BE19-15 (L04) Youngman Corporation has temporary differences at December 31, 2017, that result in the following deferred taxes.
Deferred tax liability related to depreciation difference $38,000
Deferred tax asset related to warranty liability 62,000
Deferred tax liability related to revenue recognition 96,000
Deferred tax asset related to litigation accruals 27,000
Indicate how these balances would be presented in Youngman’s December 31, 2017, balance sheet.
20 Accounting for Pensions and Postretirement Benefits BRIEF EXERCISES 20
BRIEF EXERCISES
BE20-1 (L01) AMR Corporation (parent company of American Airlines) reported the following (in millions).
Service cost $366
Interest on P.B.O. 737
Return on plan assets 593
Amortization of prior service cost 13
Amortization of net loss 154
Compute AMR Corporation’s pension expense.
BE20-2 (L01) For Warren Corporation, year-end plan assets were $2,000,000. At the beginning of the year, plan assets were $1,780,000. During the year, contributions to the pension fund were $120,000, and benefits paid were $200,000. Compute Warren’s actual return on plan assets.
BE20-3 (L02) At January 1, 2017, Hennein Company had plan assets of $280,000 and a projected benefit obligation of the same amount. During 2017, service cost was $27,500, the settlement rate was 10%, actual and expected return on plan assets were $25,000, contributions were $20,000, and benefits paid were $17,500. Prepare a pension worksheet for Hennein Company for 2017.
BE20-4 (L02) Campbell Soup Company reported pension expense of $73 million and contributed $71 million to the pension fund. Prepare Campbell Soup Company’s journal entry to record pension expense and funding, assuming Campbell has no OCI amounts.
BE20-5 (L03) Mancuso Corporation amended its pension plan on January 1, 2017, and granted $160,000 of prior service costs to its employees. The employees are expected to provide 2,000 service years in the future, with 350 service years in 2017. Compute prior service cost amortization for 2017.
BE20-6 (L03) At December 31, 2017, Besler Corporation had a projected benefit obligation of $560,000, plan assets of $322,000, and prior service cost of $127,000 in accumulated other comprehensive income. Determine the pension asset/liability at December 31, 2017.
BE20-7 (L04) Shin Corporation had a projected benefit obligation of $3,100,000 and plan assets of $3,300,000 at January 1, 2017. Shin also had a net actuarial loss of $465,000 in accumulated OCI at January 1, 2017. The average remaining service period of Shin’s employees is 7.5 years. Compute Shin’s minimum amortization of the actuarial loss.
BE20-8 (L05) Hawkins Corporation has the following balances at December 31, 2017.
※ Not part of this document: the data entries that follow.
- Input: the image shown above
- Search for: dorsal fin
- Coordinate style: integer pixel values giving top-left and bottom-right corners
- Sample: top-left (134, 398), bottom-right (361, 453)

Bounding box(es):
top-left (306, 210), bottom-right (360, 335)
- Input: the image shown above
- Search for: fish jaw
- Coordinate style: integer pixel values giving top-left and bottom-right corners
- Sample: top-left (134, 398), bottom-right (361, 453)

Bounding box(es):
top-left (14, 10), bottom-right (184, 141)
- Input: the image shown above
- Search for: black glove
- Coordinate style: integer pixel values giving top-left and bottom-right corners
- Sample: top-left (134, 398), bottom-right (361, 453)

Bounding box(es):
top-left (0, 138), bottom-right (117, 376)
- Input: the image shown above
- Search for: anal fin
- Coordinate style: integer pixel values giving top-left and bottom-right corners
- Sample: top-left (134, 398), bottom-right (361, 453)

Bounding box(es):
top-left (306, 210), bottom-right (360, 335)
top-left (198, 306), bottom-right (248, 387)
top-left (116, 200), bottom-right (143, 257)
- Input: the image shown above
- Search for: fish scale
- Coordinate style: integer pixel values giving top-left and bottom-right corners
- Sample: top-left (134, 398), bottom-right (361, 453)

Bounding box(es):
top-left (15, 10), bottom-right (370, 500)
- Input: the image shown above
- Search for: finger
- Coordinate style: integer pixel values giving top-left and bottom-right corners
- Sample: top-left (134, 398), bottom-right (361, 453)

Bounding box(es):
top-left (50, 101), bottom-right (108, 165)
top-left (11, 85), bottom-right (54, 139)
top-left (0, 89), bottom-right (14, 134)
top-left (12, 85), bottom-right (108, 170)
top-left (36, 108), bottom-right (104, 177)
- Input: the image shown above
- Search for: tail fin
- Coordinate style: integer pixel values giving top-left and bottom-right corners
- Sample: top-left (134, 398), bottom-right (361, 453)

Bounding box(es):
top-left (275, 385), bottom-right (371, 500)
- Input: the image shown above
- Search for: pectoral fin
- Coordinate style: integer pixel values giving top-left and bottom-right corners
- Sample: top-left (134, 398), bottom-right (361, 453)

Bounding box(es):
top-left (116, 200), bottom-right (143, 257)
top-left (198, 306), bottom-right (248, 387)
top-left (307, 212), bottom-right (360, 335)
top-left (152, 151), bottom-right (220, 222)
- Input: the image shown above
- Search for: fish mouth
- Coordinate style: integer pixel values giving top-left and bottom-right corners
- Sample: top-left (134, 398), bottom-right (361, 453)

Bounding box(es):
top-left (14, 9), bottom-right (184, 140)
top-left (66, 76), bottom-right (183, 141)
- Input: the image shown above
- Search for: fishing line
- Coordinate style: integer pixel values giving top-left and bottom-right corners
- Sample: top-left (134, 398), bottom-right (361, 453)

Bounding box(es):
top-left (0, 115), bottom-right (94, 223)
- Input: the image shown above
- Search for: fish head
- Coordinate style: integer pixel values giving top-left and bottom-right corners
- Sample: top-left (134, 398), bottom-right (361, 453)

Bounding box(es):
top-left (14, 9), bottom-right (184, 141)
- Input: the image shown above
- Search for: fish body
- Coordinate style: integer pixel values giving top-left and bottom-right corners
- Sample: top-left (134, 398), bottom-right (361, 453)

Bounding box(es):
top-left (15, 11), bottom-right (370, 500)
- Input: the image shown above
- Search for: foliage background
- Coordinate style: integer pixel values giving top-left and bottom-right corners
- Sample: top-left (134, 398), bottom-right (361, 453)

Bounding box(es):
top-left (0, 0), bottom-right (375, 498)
Projected benefit obligation $2,600,000
Plan assets at fair value 2,000,000
Accumulated OCI (PSC) 1,100,000
How should these balances be reported on Hawkins’ balance sheet at December 31, 2017?
BE20-9 (L05) Norton Co. had the following amounts related to its pension plan in 2017.
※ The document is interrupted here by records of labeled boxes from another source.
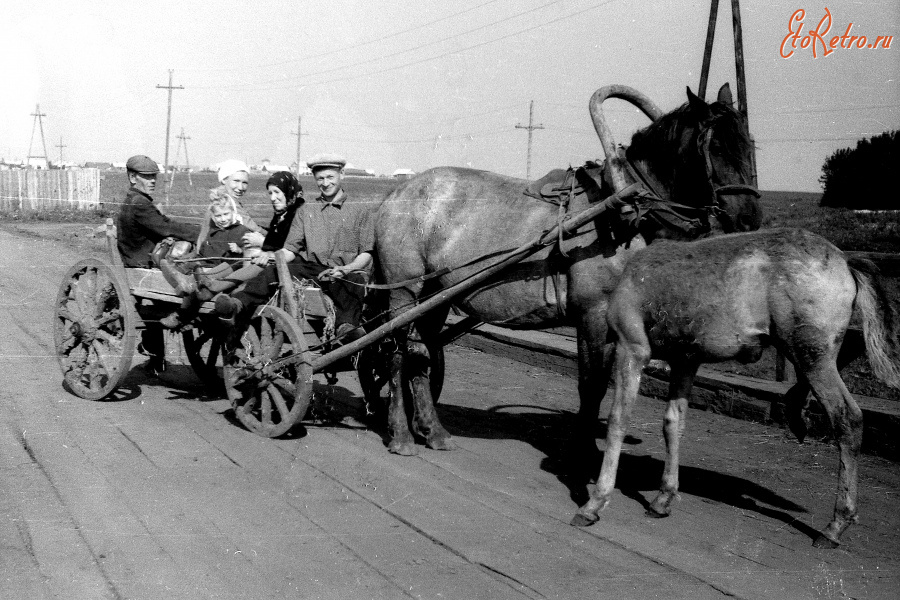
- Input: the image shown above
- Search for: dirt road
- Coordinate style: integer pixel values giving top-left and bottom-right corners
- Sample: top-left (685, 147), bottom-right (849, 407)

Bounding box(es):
top-left (0, 226), bottom-right (900, 600)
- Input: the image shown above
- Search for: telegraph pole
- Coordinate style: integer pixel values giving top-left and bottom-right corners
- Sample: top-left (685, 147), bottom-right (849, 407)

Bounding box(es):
top-left (167, 127), bottom-right (194, 190)
top-left (516, 100), bottom-right (544, 179)
top-left (291, 117), bottom-right (309, 178)
top-left (156, 69), bottom-right (184, 180)
top-left (56, 136), bottom-right (68, 168)
top-left (25, 104), bottom-right (50, 169)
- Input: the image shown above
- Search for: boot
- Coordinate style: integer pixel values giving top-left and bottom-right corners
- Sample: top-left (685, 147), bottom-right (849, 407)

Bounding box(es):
top-left (159, 311), bottom-right (181, 330)
top-left (334, 323), bottom-right (366, 346)
top-left (214, 294), bottom-right (244, 327)
top-left (159, 258), bottom-right (197, 296)
top-left (194, 269), bottom-right (237, 302)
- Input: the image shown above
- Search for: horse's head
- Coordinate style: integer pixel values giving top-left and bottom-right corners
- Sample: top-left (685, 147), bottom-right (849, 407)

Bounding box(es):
top-left (626, 84), bottom-right (762, 238)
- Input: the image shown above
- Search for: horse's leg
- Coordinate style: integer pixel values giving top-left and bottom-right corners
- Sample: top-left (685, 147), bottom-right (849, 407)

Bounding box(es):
top-left (572, 327), bottom-right (650, 527)
top-left (806, 359), bottom-right (863, 548)
top-left (406, 306), bottom-right (457, 450)
top-left (575, 312), bottom-right (615, 482)
top-left (647, 361), bottom-right (699, 517)
top-left (388, 327), bottom-right (418, 456)
top-left (784, 329), bottom-right (866, 443)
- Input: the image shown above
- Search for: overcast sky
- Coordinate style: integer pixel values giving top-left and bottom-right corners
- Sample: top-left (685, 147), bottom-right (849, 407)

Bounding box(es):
top-left (0, 0), bottom-right (900, 191)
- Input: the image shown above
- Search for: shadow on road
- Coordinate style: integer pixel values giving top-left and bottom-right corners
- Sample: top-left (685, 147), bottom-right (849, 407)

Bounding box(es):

Actuarial liability loss for 2017 $28,000
Unexpected asset gain for 2017 18,000
Accumulated other comprehensive income (G/L) (beginning balance) 7,000 Cr.
Determine for 2017 (a) Norton’s other comprehensive income (loss) and (b) comprehensive income. Net income for 2017 is $26,000; no amortization of gain or loss is necessary in 2017.
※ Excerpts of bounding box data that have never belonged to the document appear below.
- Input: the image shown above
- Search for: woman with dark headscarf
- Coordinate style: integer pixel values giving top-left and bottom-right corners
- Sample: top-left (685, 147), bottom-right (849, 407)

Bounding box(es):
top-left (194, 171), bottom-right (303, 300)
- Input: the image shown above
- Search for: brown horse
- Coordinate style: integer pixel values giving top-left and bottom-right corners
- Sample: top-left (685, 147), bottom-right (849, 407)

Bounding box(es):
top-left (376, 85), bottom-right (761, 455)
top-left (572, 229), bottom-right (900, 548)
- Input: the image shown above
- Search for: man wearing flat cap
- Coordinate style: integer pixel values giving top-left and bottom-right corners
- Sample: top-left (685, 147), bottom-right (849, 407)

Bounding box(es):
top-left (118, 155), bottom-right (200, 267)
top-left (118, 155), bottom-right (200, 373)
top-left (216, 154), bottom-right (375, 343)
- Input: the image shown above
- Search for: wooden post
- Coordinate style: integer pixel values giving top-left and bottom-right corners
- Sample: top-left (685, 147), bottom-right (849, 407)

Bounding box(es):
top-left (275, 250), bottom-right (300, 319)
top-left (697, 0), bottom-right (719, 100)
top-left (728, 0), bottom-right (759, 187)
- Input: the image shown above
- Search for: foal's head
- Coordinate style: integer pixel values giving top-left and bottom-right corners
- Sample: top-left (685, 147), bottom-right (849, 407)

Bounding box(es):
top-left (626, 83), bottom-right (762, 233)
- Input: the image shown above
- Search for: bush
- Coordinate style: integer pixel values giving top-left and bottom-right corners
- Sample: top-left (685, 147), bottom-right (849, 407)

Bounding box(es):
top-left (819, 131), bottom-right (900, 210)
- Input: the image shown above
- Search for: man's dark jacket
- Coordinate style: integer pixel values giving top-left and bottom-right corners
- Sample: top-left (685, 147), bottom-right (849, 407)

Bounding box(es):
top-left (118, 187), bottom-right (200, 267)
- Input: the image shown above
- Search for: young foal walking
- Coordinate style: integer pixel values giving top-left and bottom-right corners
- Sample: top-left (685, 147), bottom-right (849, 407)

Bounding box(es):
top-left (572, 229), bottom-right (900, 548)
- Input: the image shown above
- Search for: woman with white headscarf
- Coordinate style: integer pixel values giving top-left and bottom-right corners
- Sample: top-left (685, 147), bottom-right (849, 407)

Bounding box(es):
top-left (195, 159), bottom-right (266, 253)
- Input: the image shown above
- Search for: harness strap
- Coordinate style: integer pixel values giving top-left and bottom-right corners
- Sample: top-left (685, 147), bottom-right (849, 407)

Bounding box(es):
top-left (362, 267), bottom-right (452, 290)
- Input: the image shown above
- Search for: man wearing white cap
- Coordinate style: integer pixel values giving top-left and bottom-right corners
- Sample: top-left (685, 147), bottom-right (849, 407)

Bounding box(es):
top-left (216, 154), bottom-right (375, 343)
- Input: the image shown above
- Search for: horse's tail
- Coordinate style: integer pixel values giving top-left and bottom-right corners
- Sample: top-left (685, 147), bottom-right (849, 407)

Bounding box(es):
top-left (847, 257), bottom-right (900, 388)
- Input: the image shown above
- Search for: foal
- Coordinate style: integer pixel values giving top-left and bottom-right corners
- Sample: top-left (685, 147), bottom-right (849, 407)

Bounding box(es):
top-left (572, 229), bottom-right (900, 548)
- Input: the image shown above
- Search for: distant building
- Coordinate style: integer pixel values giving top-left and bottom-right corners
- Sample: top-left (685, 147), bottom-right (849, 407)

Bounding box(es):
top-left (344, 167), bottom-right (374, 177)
BE20-10 (L05) Lahey Corp. has three defined benefit pension plans as follows.
Pension Assets Projected Benefit
(at Fair Value) Obligation
Plan X $600,000 $500,000
Plan Y 900,000 720,000
Plan Z 550,000 700,000
How will Lahey report these multiple plans in its financial statements?
BE20-11 (L06,7) Manno Corporation has the following information available concerning its postretirement benefit plan for 2017.
Service cost $40,000
Interest cost 47,400
Actual and expected return on plan assets 26,900
Compute Manno’s 2017 postretirement expense.
**BE20-12 (L06,7) For 2017, Sampsell Inc. computed its annual postretirement expense as $240,900. Sampsell’s contribution to the plan during 2017 was $180,000. Prepare Sampsell’s 2017 entry to record postretirement expense, assuming Sampsell has no OCI amounts.